Sunday, 2 September 2012

Planet of Snail

“In the beginning there was darkness and silence, and the darkness and silence were with god. And when I arrived, they came to me.” So speaks Young-Chan, who has been deaf-blind since childhood. He occupies the ‘planet of snail’ where touch has replaced his missing senses. Along with his wife, Soon-Ho, he moves through the world at his own gentle pace, relying on his sense of touch and his wife’s love and care to get by. This amazingly tender documentary tells their tale.

Young-Chan and Soon-Ho are the most wonderful screen couple you could possibly imagine. Soon-Ho has her own disability and is barely waist high to her husband – a real problem when it comes to changing a light bulb. An early scene sees the pair do exactly that, working together to conquer their many impediments in a beautiful ballet of movement, communication and patient understanding. Their task is complicated by Young-Chan’s needing to reach his hands up to the bulb – for his hands are his chief means of communication.
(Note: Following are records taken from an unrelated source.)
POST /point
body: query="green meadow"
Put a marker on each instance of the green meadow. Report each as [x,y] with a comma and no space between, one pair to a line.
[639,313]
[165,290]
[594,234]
Sign-language is no use to a deaf man who cannot see. Instead, Soon-Ho spells words out on the backs of his hands, tapping her fingers lightly over his in an intimate form of Braille. In this way, these two seemingly incomplete people become whole, accomplishing tasks which would otherwise be beyond them: learning Hebrew, writing and directing a play and sledging down a slope on inflated inner tubes.

Young-Chan’s sense of awe at the world’s beauty is transmitted elegantly through his dreamily poetic voiceover, but words are not that important here. Instead, his tactile engagement with trees, sand and, hilariously, fir cones reminds us that there are many things we take for granted. Sometimes, it takes someone like Young-Chan to remind us how lucky we are.